Sheinbaum has since shown signs that she will follow in her predecessor’s path, praising the military and announcing that the money saved by eliminating independent regulators would be used to give soldiers a pay raise. She has also emphasized the need to rebuild Mexico’s police forces and their investigative capacity.
Sheinbaum has dismissed concerns about the military’s growing power, arguing that the military is accountable to the president.
“Maybe people don’t understand it from the outside, but it is not militarization,” she told the Financial Times. “The Mexican army comes from the Mexican revolution, it comes from a social revolution, it does not come from the elites.”
While it is true that the Mexican army has a special origin and – unlike many other militaries in Latin America – has never staged a coup, it is an opaque institution with a long record of human rights abuses, according to Aguirre.
With its growing role in public security, “human rights violations will continue,” said Patricia Solís Minor, an expert on the Mexican armed forces.
Such violations — in addition to reports of corruption — are only becoming more difficult to investigate, “because the military has taken on civilian functions without taking over the checks and balances of the civilian world,” Aguirre added.
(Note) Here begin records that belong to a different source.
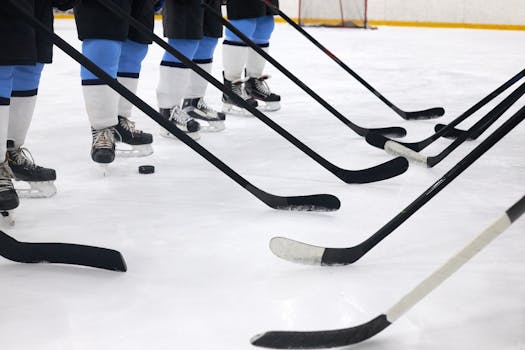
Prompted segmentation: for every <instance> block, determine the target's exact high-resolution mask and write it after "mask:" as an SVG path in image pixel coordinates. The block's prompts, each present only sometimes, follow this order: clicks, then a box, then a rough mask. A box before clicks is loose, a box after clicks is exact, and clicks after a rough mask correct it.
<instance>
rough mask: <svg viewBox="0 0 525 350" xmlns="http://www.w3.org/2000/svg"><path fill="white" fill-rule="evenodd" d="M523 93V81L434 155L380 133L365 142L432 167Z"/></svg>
mask: <svg viewBox="0 0 525 350" xmlns="http://www.w3.org/2000/svg"><path fill="white" fill-rule="evenodd" d="M523 94H525V83H524V84H522V85H520V86H519V87H518V88H517V89H516V90H515V91H513V92H512V93H511V94H510V95H509V96H507V97H506V98H505V99H504V100H503V101H501V102H500V103H499V104H498V105H497V106H496V107H494V109H493V110H492V111H490V112H489V113H488V114H487V115H486V116H484V117H483V118H481V119H480V120H479V121H478V122H477V123H476V124H474V125H473V126H472V127H471V128H470V129H469V130H468V131H466V132H465V133H463V134H461V135H460V136H459V137H458V138H457V139H455V140H454V142H452V143H451V144H450V145H449V146H448V147H446V148H445V149H444V150H443V151H441V152H440V153H439V154H438V155H436V156H425V155H422V154H420V153H418V152H415V151H413V150H411V149H410V148H407V147H405V146H403V145H402V144H399V143H397V142H395V141H390V140H388V139H387V138H386V137H384V136H382V135H372V134H370V135H369V136H367V142H369V143H370V144H373V145H375V146H377V147H379V148H383V149H384V150H385V151H386V152H387V153H389V154H392V155H399V156H403V157H406V158H408V159H411V160H413V161H415V162H417V163H420V164H423V165H425V166H427V167H429V168H432V167H434V166H435V165H437V164H438V163H440V162H441V161H442V160H443V159H445V158H446V157H447V156H448V155H449V154H450V153H452V151H454V150H455V149H456V148H458V147H459V146H460V145H461V144H462V143H464V142H465V141H466V140H467V139H469V138H471V139H475V138H477V137H478V136H479V135H478V134H481V133H482V132H484V131H485V130H487V129H488V128H489V127H490V126H491V125H492V124H493V123H495V122H496V120H498V118H499V117H501V116H502V115H503V114H504V113H505V112H506V111H507V110H508V109H509V108H510V107H511V106H512V105H513V104H514V103H516V101H517V100H519V99H520V98H521V96H523Z"/></svg>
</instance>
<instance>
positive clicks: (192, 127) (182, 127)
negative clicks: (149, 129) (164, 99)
mask: <svg viewBox="0 0 525 350" xmlns="http://www.w3.org/2000/svg"><path fill="white" fill-rule="evenodd" d="M160 114H161V115H162V116H163V117H164V118H166V119H168V120H169V121H170V122H171V123H172V124H173V125H174V126H176V127H177V128H179V129H180V130H182V131H184V132H185V133H186V135H188V136H189V137H191V138H192V139H194V140H198V139H199V138H200V135H199V130H200V128H201V126H200V124H199V122H197V121H196V120H195V119H193V118H192V117H190V116H189V115H188V114H187V113H186V112H185V111H183V110H182V109H181V108H180V107H179V106H175V107H173V108H171V109H169V108H161V109H160ZM160 135H161V136H163V137H168V138H176V137H175V136H173V135H172V134H171V133H170V132H169V131H168V130H166V129H164V128H161V129H160Z"/></svg>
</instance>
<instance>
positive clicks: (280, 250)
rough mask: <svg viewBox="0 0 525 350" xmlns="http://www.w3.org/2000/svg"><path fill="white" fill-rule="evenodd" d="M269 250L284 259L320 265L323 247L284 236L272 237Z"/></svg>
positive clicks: (301, 262) (323, 252)
mask: <svg viewBox="0 0 525 350" xmlns="http://www.w3.org/2000/svg"><path fill="white" fill-rule="evenodd" d="M270 250H271V251H272V253H273V254H275V255H276V256H278V257H279V258H281V259H284V260H288V261H291V262H294V263H297V264H303V265H316V266H321V261H322V258H323V253H324V250H325V249H324V248H322V247H317V246H313V245H310V244H306V243H302V242H298V241H294V240H292V239H288V238H285V237H274V238H272V240H271V241H270Z"/></svg>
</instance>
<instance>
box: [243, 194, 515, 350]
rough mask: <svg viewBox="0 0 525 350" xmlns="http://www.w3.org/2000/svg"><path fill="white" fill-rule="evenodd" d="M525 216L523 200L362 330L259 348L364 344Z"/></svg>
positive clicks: (401, 315) (334, 331)
mask: <svg viewBox="0 0 525 350" xmlns="http://www.w3.org/2000/svg"><path fill="white" fill-rule="evenodd" d="M524 212H525V197H521V199H520V200H518V201H517V202H516V203H515V204H514V205H512V206H511V207H510V208H509V209H507V210H506V211H505V213H504V214H503V215H501V216H500V218H499V219H498V220H496V221H494V222H493V223H492V225H490V226H489V227H487V228H486V229H485V230H484V231H482V232H481V233H480V234H479V235H478V236H476V237H475V238H474V239H473V240H471V242H470V243H469V244H467V245H466V246H465V247H463V249H461V250H460V251H459V252H457V253H456V254H455V255H454V256H452V257H451V258H450V259H449V260H448V261H447V262H445V263H444V264H443V265H442V266H441V267H439V268H438V269H437V270H435V271H434V272H433V273H432V274H430V275H429V276H428V277H426V278H425V279H424V280H423V281H421V282H420V283H419V284H418V285H417V286H416V287H415V288H413V289H412V290H411V291H410V292H409V293H407V294H405V296H403V298H401V300H399V301H398V302H397V303H396V304H394V305H393V306H392V307H391V308H390V309H389V310H387V311H386V312H385V313H383V314H381V315H379V316H377V317H376V318H374V319H373V320H371V321H369V322H366V323H363V324H360V325H358V326H354V327H349V328H343V329H335V330H322V331H309V332H301V331H270V332H265V333H263V334H260V335H257V336H255V337H253V338H252V340H251V343H252V344H253V345H256V346H261V347H266V348H274V349H318V348H323V349H325V348H333V347H342V346H347V345H350V344H356V343H360V342H362V341H364V340H366V339H369V338H371V337H373V336H375V335H376V334H378V333H380V332H381V331H382V330H384V329H385V328H386V327H388V326H389V325H390V324H392V323H393V322H394V321H396V320H397V319H398V318H399V317H401V316H402V315H403V314H404V313H405V312H407V311H408V310H410V309H411V308H412V307H413V306H414V305H416V304H417V303H418V302H419V301H420V300H422V299H423V298H424V297H425V296H427V295H428V294H429V293H431V292H432V291H433V290H435V289H436V288H437V287H439V286H440V285H441V284H442V283H443V282H444V281H445V280H446V279H448V278H449V277H450V276H452V275H453V274H454V273H456V272H457V271H458V270H459V269H460V268H461V267H462V266H463V265H465V264H466V263H467V262H468V261H469V260H471V259H472V258H473V257H474V256H475V255H476V254H477V253H479V252H480V251H481V250H482V249H483V248H485V247H486V246H487V245H488V244H490V243H491V242H492V241H493V240H494V239H496V238H497V237H498V236H500V235H501V234H502V233H503V232H505V230H506V229H507V228H508V227H510V226H511V225H512V223H514V222H515V221H516V220H518V219H519V218H520V216H522V215H523V213H524Z"/></svg>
Meanwhile, the growing role of the armed forces implies an erosion of the capacity of civilian institutions – which only reinforces the government’s dependence on the military.
For now, the prospects for reversing the process and returning these tasks to civilian institutions are slim, not least because the shift has been reinforced by a series of legal and constitutional changes.
“Demilitarization is not on the horizon,” Aguirre said. “Right now, the most important thing is to maintain at least some civilian controls.”